Def test_main (): train_df = pd.read_csv (". / data/train_set.csv", sep='\ THNWSS200000) train = train_df.iloc [0VH 150000:] test = train_df.iloc [15000000 test_seq_mat,test_y:] val = train_df.iloc [1800000 test_seq_mat,test_y (test) Confm = test_file (test_seq_mat,test_y,train) Val) plot_fig (Confm)

After obtaining the selection of the parameters with the highest prediction results, we train the whole train_set file as follows. Before training, we need to delete the existing training file (h6). The test line in this function can be selected at will, just to satisfy the sufficient variables of the test_file () function. This function is only used to train and store the data with the best learning results.

Def train (): train_df = pd.read_csv (". / data/train_set.csv", sep='\ tbrush test_seq_mat,test_y 200000) train = train_df.iloc [0pd.read_csv 1700000 Confm:] test = train_df.iloc [014000 Confm:] val = train_df.iloc [1700000 Confm = test_file (test_seq_mat,test_y,train,val) plot_fig (Confm)

After getting the best training data, we can start to predict. We bring the test set provided in the competition into the model, load the stored training set to predict, and get the prediction matrix. Then convert the maximum value of each row in the prediction matrix into the corresponding label, store it in the output list, and finally write the list into the 'test_DL.csv' file and upload it. (the csv file generated in this way is the same as the previous model, and the first column needs to be manually opened and deleted)

Def pred_file (): test_df = pd.read_csv ('. / data/test_a.csv') test_seq_mat = sequence.pad_sequences ([i.split ('') for i in tqdm (test_df ['text'])], maxlen=max_len) inputs = Input (name='inputs',shape= [max _ len]) # # Embedding (glossary size, batch size, word length of each news) layer = Embedding (max_words+1128 Input_length=max_len) (inputs) layer = LSTM (layer) layer = Dense (128 layer = "relu", name= "FC1") (layer) layer = Dropout (0. 5) (layer) layer = Dense (14) name= "FC2") (layer) model = Model (inputs=inputs,outputs=layer) model.summary () model.compile (loss= "categorical_crossentropy", optimizer=rmsprop_v2.RMSprop () Metrics= ["accuracy"]) model = load_model ('my_model.h6') test_pre = model.predict (test_seq_mat) pred_result = [i.tolist () .index (max (i.tolist ()) for i in test_pre] res=pd.DataFrame () res [' label'] = pred_result res.to_csv ('test_DL.csv')

After finishing, we only need to comment out the corresponding instruction line to train or predict.

# if you want to train, cancel the downline comments, delete the original training file (.h6) # train () # if you want to see the model effect, cancel the downline comments (training set: test set: test set = 15:2:3) # test_main () # if you want to predict and generate the csv file, cancel the downline comment # pred_file () 3. Result analysis

The resulting confusion matrix is shown in the following figure. The prediction accuracy of 14 tags is more than 80%, 11 tags are more than 90%, and 6 tags are more than 95%.

The prediction results drawn are shown in the following figure, which shows that the prediction effect is quite ideal, the accuracy of each label is particularly considerable, and the number of wrong texts is very small compared to the total amount.
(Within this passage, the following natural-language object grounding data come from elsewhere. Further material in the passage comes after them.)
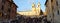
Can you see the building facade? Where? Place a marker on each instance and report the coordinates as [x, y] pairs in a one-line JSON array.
[[35, 10], [53, 10], [9, 9]]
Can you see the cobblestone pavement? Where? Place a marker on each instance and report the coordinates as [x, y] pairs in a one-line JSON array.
[[21, 19]]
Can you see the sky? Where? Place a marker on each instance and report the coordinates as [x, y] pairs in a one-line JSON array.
[[24, 5]]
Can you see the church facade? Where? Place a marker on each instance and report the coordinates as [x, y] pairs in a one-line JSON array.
[[35, 11]]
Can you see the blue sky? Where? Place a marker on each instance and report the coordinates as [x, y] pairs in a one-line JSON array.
[[24, 5]]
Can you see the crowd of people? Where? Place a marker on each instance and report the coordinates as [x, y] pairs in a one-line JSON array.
[[24, 19]]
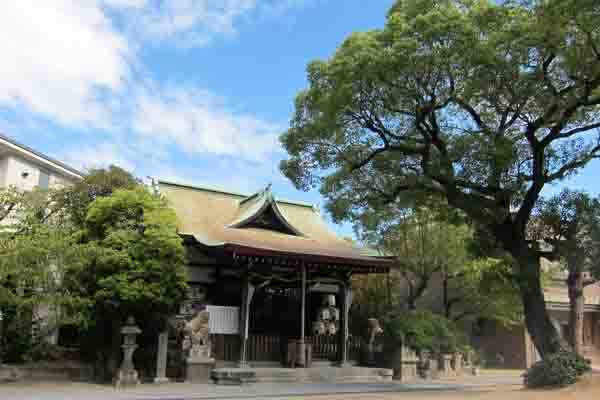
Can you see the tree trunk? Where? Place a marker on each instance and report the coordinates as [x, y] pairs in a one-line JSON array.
[[445, 299], [543, 334], [576, 309]]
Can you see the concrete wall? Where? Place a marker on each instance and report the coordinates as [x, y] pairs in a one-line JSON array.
[[25, 175], [502, 346], [3, 169]]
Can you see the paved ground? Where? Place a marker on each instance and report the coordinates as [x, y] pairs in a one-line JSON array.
[[78, 391]]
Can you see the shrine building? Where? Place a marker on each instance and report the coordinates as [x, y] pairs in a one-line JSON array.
[[272, 274]]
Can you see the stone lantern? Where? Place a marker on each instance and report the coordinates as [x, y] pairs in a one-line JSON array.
[[127, 375]]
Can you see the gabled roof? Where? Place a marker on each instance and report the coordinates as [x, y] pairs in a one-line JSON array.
[[38, 157], [261, 209], [226, 220]]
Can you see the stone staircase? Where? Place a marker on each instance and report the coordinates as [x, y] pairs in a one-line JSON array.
[[319, 374]]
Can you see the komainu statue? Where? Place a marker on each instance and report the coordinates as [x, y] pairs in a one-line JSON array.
[[328, 318], [374, 342], [374, 330], [197, 336]]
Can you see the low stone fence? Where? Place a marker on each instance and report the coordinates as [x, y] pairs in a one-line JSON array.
[[47, 371], [407, 365]]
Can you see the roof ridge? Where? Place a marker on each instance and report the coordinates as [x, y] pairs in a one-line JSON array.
[[246, 197]]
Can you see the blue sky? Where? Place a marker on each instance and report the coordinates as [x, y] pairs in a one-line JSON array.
[[189, 90]]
Finally, the result of uploading the website shows that the F1 value is more than 90%, and the effect is good.

The above is all the content of the article "how Python achieves news text classification through naive Bayes and LSTM respectively". Thank you for reading! Hope to share the content to help you, more related knowledge, welcome to follow the industry information channel!
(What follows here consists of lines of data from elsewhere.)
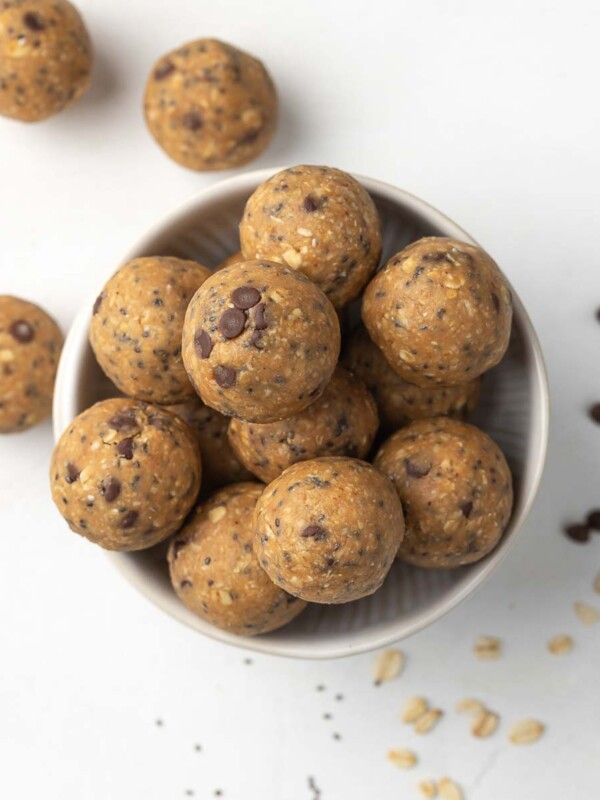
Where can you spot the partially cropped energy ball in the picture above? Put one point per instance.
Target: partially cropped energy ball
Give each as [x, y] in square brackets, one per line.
[210, 106]
[30, 345]
[328, 530]
[455, 487]
[317, 220]
[137, 323]
[217, 576]
[220, 465]
[125, 474]
[45, 58]
[399, 402]
[342, 422]
[260, 341]
[440, 311]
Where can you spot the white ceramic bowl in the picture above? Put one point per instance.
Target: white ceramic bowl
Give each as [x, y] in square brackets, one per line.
[513, 410]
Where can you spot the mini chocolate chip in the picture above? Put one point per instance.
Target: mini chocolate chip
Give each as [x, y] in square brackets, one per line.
[245, 297]
[232, 323]
[202, 344]
[125, 448]
[22, 331]
[224, 376]
[110, 489]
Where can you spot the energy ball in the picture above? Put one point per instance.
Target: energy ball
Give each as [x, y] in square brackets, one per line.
[45, 58]
[137, 323]
[217, 576]
[260, 341]
[440, 311]
[30, 345]
[328, 530]
[455, 487]
[220, 465]
[125, 474]
[342, 422]
[317, 220]
[399, 402]
[210, 106]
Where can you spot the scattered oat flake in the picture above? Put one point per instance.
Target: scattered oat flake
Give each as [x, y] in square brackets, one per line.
[449, 790]
[487, 647]
[560, 644]
[414, 708]
[526, 731]
[587, 614]
[428, 720]
[403, 758]
[388, 665]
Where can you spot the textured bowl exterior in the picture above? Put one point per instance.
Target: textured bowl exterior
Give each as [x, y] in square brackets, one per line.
[514, 410]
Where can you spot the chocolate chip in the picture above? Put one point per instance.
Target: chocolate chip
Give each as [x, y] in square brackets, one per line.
[224, 376]
[110, 489]
[232, 323]
[245, 297]
[191, 121]
[125, 448]
[22, 331]
[202, 344]
[160, 73]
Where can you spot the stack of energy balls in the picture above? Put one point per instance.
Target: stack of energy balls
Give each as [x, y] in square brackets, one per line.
[238, 370]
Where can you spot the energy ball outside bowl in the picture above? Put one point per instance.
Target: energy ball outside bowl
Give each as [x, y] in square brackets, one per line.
[137, 323]
[320, 221]
[125, 474]
[455, 487]
[399, 402]
[220, 465]
[440, 311]
[342, 422]
[217, 576]
[210, 106]
[260, 341]
[328, 530]
[45, 58]
[30, 345]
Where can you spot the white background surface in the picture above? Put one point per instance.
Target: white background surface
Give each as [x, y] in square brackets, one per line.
[489, 112]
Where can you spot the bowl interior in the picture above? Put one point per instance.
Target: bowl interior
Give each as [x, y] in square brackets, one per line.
[513, 411]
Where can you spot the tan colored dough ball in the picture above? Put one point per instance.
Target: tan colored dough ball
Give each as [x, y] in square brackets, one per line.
[328, 530]
[399, 402]
[318, 220]
[125, 474]
[260, 341]
[455, 487]
[440, 311]
[45, 58]
[220, 465]
[137, 323]
[217, 576]
[342, 422]
[30, 345]
[210, 106]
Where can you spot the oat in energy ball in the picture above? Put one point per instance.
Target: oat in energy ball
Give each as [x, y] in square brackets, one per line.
[45, 58]
[399, 402]
[30, 345]
[317, 220]
[220, 465]
[217, 576]
[125, 474]
[137, 323]
[260, 341]
[455, 487]
[440, 311]
[210, 106]
[342, 422]
[328, 530]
Welcome to subscribe "Shulou Technology Information " to get latest news, interesting things and hot topics in the IT industry, and controls the hottest and latest Internet news, technology news and IT industry trends.

*The comments in the above article only represent the author's personal views and do not represent the views and positions of this website. If you have more insights, please feel free to contribute and share.